The company’s Texas project page also indicates a behind-the-meter power model, strategic energy partnerships, and the use of critical generation equipment to support anchor tenant development and future expansion. That is important because it shows the project is not just competing on land availability, but on integrated energy strategy, which is increasingly becoming the decisive differentiator for large AI campuses.
Digital Infrastructure Outlook
This financing reinforces the shift in digital infrastructure from smaller standalone data halls toward large, master-planned campuses backed by structured project finance.
That trend is visible in projects such as CoreWeave’s multi-billion dollar AI data center campus in Pennsylvania and earlier construction milestones like Meta’s $800 million data center in Indiana.
This is relevant because rising demand from AI infrastructure and high-performance computing is driving owners to secure land, power, and financing earlier in the development cycle.
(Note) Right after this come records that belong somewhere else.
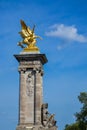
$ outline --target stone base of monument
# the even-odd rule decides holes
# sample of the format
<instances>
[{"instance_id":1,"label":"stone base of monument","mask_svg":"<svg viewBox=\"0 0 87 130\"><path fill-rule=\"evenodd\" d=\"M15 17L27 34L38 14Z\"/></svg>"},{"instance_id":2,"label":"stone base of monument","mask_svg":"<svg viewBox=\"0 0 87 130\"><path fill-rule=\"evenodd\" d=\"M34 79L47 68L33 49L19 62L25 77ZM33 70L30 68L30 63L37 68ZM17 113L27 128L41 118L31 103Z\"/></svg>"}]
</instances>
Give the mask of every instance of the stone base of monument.
<instances>
[{"instance_id":1,"label":"stone base of monument","mask_svg":"<svg viewBox=\"0 0 87 130\"><path fill-rule=\"evenodd\" d=\"M57 130L57 126L47 128L43 127L42 125L34 125L34 126L19 125L17 126L16 130Z\"/></svg>"}]
</instances>

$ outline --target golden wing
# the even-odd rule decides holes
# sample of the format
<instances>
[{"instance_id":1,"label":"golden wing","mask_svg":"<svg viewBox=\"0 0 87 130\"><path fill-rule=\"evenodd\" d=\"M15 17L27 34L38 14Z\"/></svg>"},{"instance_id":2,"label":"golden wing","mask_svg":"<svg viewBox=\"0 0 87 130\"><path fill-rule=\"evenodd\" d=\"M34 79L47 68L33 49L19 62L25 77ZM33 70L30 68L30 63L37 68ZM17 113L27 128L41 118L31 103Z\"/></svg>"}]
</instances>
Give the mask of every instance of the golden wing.
<instances>
[{"instance_id":1,"label":"golden wing","mask_svg":"<svg viewBox=\"0 0 87 130\"><path fill-rule=\"evenodd\" d=\"M27 25L23 20L20 20L20 23L21 23L22 30L21 32L19 32L19 34L22 36L22 38L29 37L30 35L29 31L31 31L30 28L27 27Z\"/></svg>"}]
</instances>

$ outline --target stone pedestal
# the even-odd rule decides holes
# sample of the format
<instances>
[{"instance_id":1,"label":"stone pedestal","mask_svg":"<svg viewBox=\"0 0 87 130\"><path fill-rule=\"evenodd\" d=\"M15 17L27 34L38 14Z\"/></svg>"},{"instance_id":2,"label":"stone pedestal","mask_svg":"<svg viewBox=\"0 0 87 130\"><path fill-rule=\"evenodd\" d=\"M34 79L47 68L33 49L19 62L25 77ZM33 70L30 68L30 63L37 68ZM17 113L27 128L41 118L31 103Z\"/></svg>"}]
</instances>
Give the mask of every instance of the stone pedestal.
<instances>
[{"instance_id":1,"label":"stone pedestal","mask_svg":"<svg viewBox=\"0 0 87 130\"><path fill-rule=\"evenodd\" d=\"M44 54L14 55L19 62L19 129L41 125L41 105L43 104L43 65L47 62ZM23 127L23 128L22 128Z\"/></svg>"},{"instance_id":2,"label":"stone pedestal","mask_svg":"<svg viewBox=\"0 0 87 130\"><path fill-rule=\"evenodd\" d=\"M14 55L19 62L19 120L16 130L57 130L54 114L43 104L45 54Z\"/></svg>"}]
</instances>

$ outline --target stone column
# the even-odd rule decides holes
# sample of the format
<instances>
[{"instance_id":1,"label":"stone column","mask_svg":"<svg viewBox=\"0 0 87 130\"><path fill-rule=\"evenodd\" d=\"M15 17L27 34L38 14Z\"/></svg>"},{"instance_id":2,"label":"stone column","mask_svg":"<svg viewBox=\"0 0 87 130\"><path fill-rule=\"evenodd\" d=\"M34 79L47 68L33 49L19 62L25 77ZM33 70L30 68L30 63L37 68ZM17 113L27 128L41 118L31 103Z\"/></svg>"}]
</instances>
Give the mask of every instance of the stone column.
<instances>
[{"instance_id":1,"label":"stone column","mask_svg":"<svg viewBox=\"0 0 87 130\"><path fill-rule=\"evenodd\" d=\"M15 55L19 62L19 123L17 130L41 125L41 105L43 104L43 65L45 54Z\"/></svg>"}]
</instances>

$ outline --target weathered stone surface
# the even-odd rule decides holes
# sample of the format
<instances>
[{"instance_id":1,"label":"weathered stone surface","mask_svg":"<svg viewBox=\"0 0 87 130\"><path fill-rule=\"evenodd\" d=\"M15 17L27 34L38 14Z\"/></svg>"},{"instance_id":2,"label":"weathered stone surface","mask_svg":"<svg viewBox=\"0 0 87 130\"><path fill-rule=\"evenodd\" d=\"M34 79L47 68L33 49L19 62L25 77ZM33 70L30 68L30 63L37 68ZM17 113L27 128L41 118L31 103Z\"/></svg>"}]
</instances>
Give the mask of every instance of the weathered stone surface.
<instances>
[{"instance_id":1,"label":"weathered stone surface","mask_svg":"<svg viewBox=\"0 0 87 130\"><path fill-rule=\"evenodd\" d=\"M43 104L43 65L47 62L45 54L14 55L19 62L19 121L16 130L57 130L48 118L42 123ZM51 116L49 116L51 117Z\"/></svg>"},{"instance_id":2,"label":"weathered stone surface","mask_svg":"<svg viewBox=\"0 0 87 130\"><path fill-rule=\"evenodd\" d=\"M20 54L15 57L20 74L19 125L41 124L42 75L47 58L44 54Z\"/></svg>"}]
</instances>

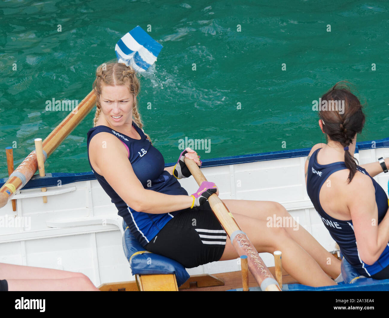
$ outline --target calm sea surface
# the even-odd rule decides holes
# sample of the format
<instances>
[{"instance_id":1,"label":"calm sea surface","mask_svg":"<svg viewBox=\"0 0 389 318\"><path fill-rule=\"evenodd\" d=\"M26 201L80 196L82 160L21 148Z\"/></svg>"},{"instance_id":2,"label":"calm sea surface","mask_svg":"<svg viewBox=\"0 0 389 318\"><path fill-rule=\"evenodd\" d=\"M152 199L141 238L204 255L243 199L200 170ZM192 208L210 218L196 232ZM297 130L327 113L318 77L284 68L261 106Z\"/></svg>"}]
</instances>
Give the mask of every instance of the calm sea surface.
<instances>
[{"instance_id":1,"label":"calm sea surface","mask_svg":"<svg viewBox=\"0 0 389 318\"><path fill-rule=\"evenodd\" d=\"M177 160L186 137L209 140L202 159L325 141L312 102L342 80L366 103L358 140L389 137L386 2L238 2L2 1L0 178L8 176L5 147L16 146L16 168L34 139L67 115L47 111L46 101L81 101L96 67L116 57L116 43L137 25L150 26L163 46L140 78L139 97L145 131L166 162ZM47 160L46 172L91 170L86 133L95 110Z\"/></svg>"}]
</instances>

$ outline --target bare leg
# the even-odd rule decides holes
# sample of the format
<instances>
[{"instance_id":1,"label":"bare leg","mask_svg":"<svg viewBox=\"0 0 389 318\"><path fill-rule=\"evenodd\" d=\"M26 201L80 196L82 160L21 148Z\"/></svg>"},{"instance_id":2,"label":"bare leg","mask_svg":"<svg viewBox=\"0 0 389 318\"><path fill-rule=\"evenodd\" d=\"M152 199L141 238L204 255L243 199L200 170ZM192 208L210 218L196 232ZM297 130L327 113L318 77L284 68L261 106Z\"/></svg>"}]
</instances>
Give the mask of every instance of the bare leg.
<instances>
[{"instance_id":1,"label":"bare leg","mask_svg":"<svg viewBox=\"0 0 389 318\"><path fill-rule=\"evenodd\" d=\"M10 291L99 291L86 276L61 279L7 280Z\"/></svg>"},{"instance_id":2,"label":"bare leg","mask_svg":"<svg viewBox=\"0 0 389 318\"><path fill-rule=\"evenodd\" d=\"M233 214L238 213L259 220L266 221L270 217L291 217L281 204L271 201L249 200L223 200ZM333 278L340 274L341 262L322 246L309 233L301 226L284 227L293 240L305 250L317 262L320 267ZM297 229L298 228L298 229ZM284 252L284 251L281 250Z\"/></svg>"},{"instance_id":3,"label":"bare leg","mask_svg":"<svg viewBox=\"0 0 389 318\"><path fill-rule=\"evenodd\" d=\"M231 213L257 251L272 254L277 250L282 252L283 267L298 282L314 287L336 285L284 228L268 227L265 221ZM227 240L220 260L238 257L231 242Z\"/></svg>"},{"instance_id":4,"label":"bare leg","mask_svg":"<svg viewBox=\"0 0 389 318\"><path fill-rule=\"evenodd\" d=\"M98 290L82 273L0 263L9 290Z\"/></svg>"}]
</instances>

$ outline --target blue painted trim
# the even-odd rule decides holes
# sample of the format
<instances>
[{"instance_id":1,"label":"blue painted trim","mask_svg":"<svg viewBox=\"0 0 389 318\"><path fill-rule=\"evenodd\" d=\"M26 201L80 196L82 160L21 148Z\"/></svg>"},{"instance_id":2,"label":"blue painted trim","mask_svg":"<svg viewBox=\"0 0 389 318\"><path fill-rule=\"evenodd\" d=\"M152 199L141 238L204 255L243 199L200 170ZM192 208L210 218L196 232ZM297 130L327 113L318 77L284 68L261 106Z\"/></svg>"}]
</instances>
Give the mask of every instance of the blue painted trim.
<instances>
[{"instance_id":1,"label":"blue painted trim","mask_svg":"<svg viewBox=\"0 0 389 318\"><path fill-rule=\"evenodd\" d=\"M357 142L355 152L357 153L359 150L368 149L372 148L373 141L375 142L375 148L389 148L389 138L381 139L377 141L362 141ZM233 156L230 157L222 157L211 159L202 160L202 167L217 167L228 165L246 163L249 162L255 162L258 161L266 161L275 159L286 159L288 158L305 157L308 155L311 148L303 148L300 149L293 149L290 150L282 150L279 151L271 151L252 155L244 155L241 156ZM172 162L165 164L165 167L171 167L176 164ZM61 180L62 184L71 183L77 181L95 180L96 178L91 171L80 173L52 173L44 177L35 176L23 187L23 189L33 189L42 187L56 186L58 181ZM8 178L0 179L0 187L3 186Z\"/></svg>"}]
</instances>

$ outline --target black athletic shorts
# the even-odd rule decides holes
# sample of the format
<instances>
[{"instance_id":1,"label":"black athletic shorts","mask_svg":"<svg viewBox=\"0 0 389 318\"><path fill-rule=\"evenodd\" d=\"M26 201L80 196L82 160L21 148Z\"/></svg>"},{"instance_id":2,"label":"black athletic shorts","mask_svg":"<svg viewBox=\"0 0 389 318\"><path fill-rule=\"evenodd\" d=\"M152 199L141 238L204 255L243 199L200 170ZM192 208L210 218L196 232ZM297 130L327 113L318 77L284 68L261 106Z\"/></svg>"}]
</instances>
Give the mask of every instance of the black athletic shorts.
<instances>
[{"instance_id":1,"label":"black athletic shorts","mask_svg":"<svg viewBox=\"0 0 389 318\"><path fill-rule=\"evenodd\" d=\"M5 280L0 280L0 292L8 291L8 283Z\"/></svg>"},{"instance_id":2,"label":"black athletic shorts","mask_svg":"<svg viewBox=\"0 0 389 318\"><path fill-rule=\"evenodd\" d=\"M219 261L227 238L207 201L175 216L145 248L191 268Z\"/></svg>"}]
</instances>

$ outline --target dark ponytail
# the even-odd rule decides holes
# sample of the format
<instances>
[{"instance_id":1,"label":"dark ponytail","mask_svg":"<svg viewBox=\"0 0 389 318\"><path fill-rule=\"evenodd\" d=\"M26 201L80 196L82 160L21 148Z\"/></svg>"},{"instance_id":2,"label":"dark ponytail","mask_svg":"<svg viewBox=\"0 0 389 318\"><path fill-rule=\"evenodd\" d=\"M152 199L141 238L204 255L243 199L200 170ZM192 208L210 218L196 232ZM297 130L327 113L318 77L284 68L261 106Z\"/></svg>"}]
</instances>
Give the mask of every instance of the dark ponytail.
<instances>
[{"instance_id":1,"label":"dark ponytail","mask_svg":"<svg viewBox=\"0 0 389 318\"><path fill-rule=\"evenodd\" d=\"M322 102L327 101L328 105L334 105L334 101L338 103L338 109L330 109L321 110L319 116L324 122L323 131L328 137L334 141L337 141L345 150L344 163L350 170L348 183L351 182L357 171L358 160L348 151L348 147L352 143L356 134L360 134L365 122L365 115L362 111L362 106L358 98L350 91L347 82L337 83L331 89L321 97ZM331 102L331 103L330 103ZM343 105L340 111L340 103Z\"/></svg>"}]
</instances>

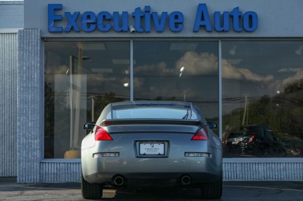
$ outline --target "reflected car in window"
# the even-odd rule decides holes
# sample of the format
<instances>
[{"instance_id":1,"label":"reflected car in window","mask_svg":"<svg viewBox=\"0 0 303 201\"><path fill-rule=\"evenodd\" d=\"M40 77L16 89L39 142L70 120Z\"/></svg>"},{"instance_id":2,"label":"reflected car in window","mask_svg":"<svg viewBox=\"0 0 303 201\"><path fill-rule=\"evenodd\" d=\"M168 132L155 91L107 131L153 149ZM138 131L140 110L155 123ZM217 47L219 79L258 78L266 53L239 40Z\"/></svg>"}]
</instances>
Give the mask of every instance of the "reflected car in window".
<instances>
[{"instance_id":1,"label":"reflected car in window","mask_svg":"<svg viewBox=\"0 0 303 201\"><path fill-rule=\"evenodd\" d=\"M81 145L82 196L114 187L198 187L203 198L222 189L222 143L198 108L177 101L111 103Z\"/></svg>"},{"instance_id":2,"label":"reflected car in window","mask_svg":"<svg viewBox=\"0 0 303 201\"><path fill-rule=\"evenodd\" d=\"M266 125L246 125L227 132L224 157L285 157L285 145Z\"/></svg>"},{"instance_id":3,"label":"reflected car in window","mask_svg":"<svg viewBox=\"0 0 303 201\"><path fill-rule=\"evenodd\" d=\"M289 136L287 133L282 133L282 135ZM284 148L287 154L287 157L303 157L303 141L299 138L280 137L279 139L284 144Z\"/></svg>"}]
</instances>

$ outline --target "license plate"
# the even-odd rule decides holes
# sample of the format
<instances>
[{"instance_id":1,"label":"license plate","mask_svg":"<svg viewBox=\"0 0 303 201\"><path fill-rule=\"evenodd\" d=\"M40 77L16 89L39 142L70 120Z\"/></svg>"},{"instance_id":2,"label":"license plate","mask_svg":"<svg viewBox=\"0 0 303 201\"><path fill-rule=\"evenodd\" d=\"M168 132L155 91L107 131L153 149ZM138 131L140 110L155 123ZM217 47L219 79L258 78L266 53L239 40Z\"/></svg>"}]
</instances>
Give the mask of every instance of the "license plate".
<instances>
[{"instance_id":1,"label":"license plate","mask_svg":"<svg viewBox=\"0 0 303 201\"><path fill-rule=\"evenodd\" d=\"M164 156L164 143L143 142L139 144L140 156Z\"/></svg>"}]
</instances>

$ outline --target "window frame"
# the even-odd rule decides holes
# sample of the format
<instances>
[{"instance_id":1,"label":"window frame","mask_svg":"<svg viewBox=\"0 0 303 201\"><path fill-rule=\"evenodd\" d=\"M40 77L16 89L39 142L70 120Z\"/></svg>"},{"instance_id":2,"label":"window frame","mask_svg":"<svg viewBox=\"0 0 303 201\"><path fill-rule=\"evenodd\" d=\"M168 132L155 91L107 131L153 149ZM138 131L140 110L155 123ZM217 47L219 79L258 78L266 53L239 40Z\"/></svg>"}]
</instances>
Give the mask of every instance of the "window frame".
<instances>
[{"instance_id":1,"label":"window frame","mask_svg":"<svg viewBox=\"0 0 303 201\"><path fill-rule=\"evenodd\" d=\"M42 73L41 74L42 78L41 78L41 84L44 85L44 42L47 41L129 41L130 42L130 100L133 101L133 42L134 41L155 41L155 40L165 40L165 41L212 41L218 42L218 83L219 83L219 137L222 140L222 41L303 41L302 38L207 38L207 37L196 37L191 38L41 38L41 47L40 49L40 58L41 67L42 69ZM43 85L44 86L44 85ZM41 95L42 105L44 106L44 87L42 87ZM58 162L58 163L80 163L81 159L44 159L44 108L43 107L42 110L41 116L43 120L42 123L41 133L40 135L40 158L41 162ZM257 162L257 163L285 163L285 162L302 162L303 158L223 158L223 161L224 163L243 163L243 162Z\"/></svg>"}]
</instances>

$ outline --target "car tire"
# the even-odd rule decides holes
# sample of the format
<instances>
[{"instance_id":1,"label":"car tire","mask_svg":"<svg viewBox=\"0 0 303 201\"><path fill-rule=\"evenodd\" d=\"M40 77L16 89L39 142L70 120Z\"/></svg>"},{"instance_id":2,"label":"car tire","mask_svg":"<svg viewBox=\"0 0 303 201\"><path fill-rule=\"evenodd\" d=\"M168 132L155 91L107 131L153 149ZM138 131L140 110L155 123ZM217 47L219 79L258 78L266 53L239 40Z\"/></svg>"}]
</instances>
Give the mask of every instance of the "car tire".
<instances>
[{"instance_id":1,"label":"car tire","mask_svg":"<svg viewBox=\"0 0 303 201\"><path fill-rule=\"evenodd\" d=\"M89 183L81 174L81 192L84 199L99 199L103 194L103 186L99 183Z\"/></svg>"},{"instance_id":2,"label":"car tire","mask_svg":"<svg viewBox=\"0 0 303 201\"><path fill-rule=\"evenodd\" d=\"M203 199L219 199L222 195L222 176L215 183L201 185L201 196Z\"/></svg>"}]
</instances>

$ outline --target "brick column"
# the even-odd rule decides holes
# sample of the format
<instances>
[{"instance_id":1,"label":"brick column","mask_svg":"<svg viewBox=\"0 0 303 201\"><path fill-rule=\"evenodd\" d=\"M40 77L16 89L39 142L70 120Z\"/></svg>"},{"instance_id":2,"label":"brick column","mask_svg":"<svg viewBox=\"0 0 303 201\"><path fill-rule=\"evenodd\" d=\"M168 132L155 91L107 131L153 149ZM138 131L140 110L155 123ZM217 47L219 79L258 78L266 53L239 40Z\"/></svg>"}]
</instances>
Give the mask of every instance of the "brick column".
<instances>
[{"instance_id":1,"label":"brick column","mask_svg":"<svg viewBox=\"0 0 303 201\"><path fill-rule=\"evenodd\" d=\"M17 93L18 183L38 183L42 143L43 66L40 30L18 32Z\"/></svg>"}]
</instances>

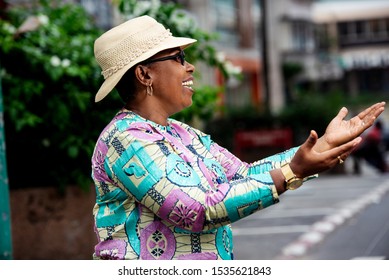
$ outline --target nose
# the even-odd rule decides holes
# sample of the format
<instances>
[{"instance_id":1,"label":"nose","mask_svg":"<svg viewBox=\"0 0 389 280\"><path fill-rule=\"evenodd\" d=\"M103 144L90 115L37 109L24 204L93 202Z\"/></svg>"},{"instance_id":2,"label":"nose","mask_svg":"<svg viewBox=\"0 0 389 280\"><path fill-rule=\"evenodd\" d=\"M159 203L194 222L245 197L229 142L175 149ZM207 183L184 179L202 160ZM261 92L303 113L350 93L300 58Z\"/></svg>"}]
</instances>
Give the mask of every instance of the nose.
<instances>
[{"instance_id":1,"label":"nose","mask_svg":"<svg viewBox=\"0 0 389 280\"><path fill-rule=\"evenodd\" d=\"M193 73L195 71L195 67L193 64L189 63L188 61L185 61L185 68L187 72Z\"/></svg>"}]
</instances>

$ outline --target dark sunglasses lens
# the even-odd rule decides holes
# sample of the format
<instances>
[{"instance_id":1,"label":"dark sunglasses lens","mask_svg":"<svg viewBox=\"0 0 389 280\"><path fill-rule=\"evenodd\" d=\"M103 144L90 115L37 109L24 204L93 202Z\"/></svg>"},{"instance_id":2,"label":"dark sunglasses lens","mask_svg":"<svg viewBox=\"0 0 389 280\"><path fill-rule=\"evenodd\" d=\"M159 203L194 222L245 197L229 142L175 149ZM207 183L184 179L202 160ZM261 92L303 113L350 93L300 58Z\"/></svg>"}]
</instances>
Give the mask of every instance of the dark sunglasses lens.
<instances>
[{"instance_id":1,"label":"dark sunglasses lens","mask_svg":"<svg viewBox=\"0 0 389 280\"><path fill-rule=\"evenodd\" d=\"M181 51L179 53L179 57L180 57L180 61L181 61L182 66L184 66L185 65L185 53L183 51Z\"/></svg>"}]
</instances>

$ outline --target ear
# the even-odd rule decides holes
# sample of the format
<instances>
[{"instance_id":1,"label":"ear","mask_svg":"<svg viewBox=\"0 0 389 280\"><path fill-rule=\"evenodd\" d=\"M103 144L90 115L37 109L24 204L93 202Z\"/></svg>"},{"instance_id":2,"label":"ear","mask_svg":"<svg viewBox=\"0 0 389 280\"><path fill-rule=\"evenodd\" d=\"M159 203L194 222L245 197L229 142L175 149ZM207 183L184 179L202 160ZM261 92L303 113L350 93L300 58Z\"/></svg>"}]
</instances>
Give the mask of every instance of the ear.
<instances>
[{"instance_id":1,"label":"ear","mask_svg":"<svg viewBox=\"0 0 389 280\"><path fill-rule=\"evenodd\" d=\"M147 86L151 82L150 68L145 65L138 65L135 68L136 79L144 86Z\"/></svg>"}]
</instances>

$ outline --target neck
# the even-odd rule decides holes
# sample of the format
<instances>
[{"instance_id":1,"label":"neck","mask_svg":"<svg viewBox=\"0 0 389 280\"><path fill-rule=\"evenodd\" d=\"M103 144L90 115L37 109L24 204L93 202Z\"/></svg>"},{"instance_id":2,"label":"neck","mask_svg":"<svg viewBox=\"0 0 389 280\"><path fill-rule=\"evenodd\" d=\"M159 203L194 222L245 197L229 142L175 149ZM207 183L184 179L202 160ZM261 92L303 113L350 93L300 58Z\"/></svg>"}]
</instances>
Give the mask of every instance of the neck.
<instances>
[{"instance_id":1,"label":"neck","mask_svg":"<svg viewBox=\"0 0 389 280\"><path fill-rule=\"evenodd\" d=\"M168 117L157 110L147 109L148 107L146 107L146 109L142 109L141 107L131 106L129 104L127 104L125 108L138 114L139 116L141 116L146 120L155 122L163 126L166 126L168 124L167 122Z\"/></svg>"}]
</instances>

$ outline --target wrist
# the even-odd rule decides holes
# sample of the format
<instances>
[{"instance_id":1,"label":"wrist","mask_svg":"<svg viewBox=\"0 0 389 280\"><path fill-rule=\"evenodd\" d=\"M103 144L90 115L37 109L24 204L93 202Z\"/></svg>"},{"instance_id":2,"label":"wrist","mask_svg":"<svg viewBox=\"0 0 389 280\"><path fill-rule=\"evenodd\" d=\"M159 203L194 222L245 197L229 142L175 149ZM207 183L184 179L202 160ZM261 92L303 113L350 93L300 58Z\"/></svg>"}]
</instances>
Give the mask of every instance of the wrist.
<instances>
[{"instance_id":1,"label":"wrist","mask_svg":"<svg viewBox=\"0 0 389 280\"><path fill-rule=\"evenodd\" d=\"M290 164L285 163L281 166L281 172L284 175L284 188L285 190L298 189L303 184L303 177L296 175Z\"/></svg>"}]
</instances>

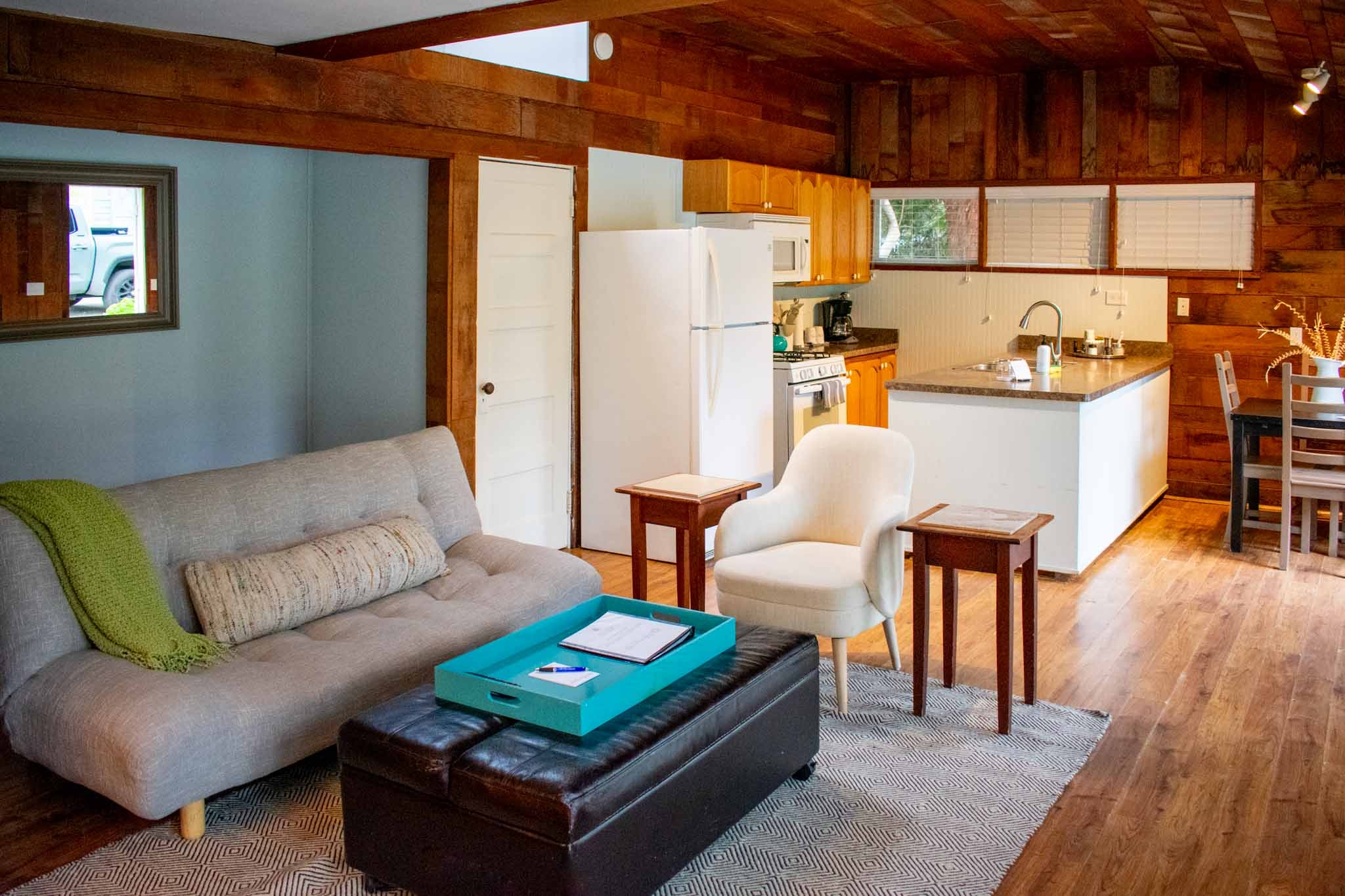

It also suggests that project financing and construction sequencing are becoming just as important to competitive positioning as tenant demand itself.
For contractors, advisers, and infrastructure investors, the implication is clear: data center delivery is increasingly behaving like heavy infrastructure, not just commercial real estate. In that context, milestones such as project-level debt, powered land strategy, and long-term offtake optionality are becoming as important as the building works themselves.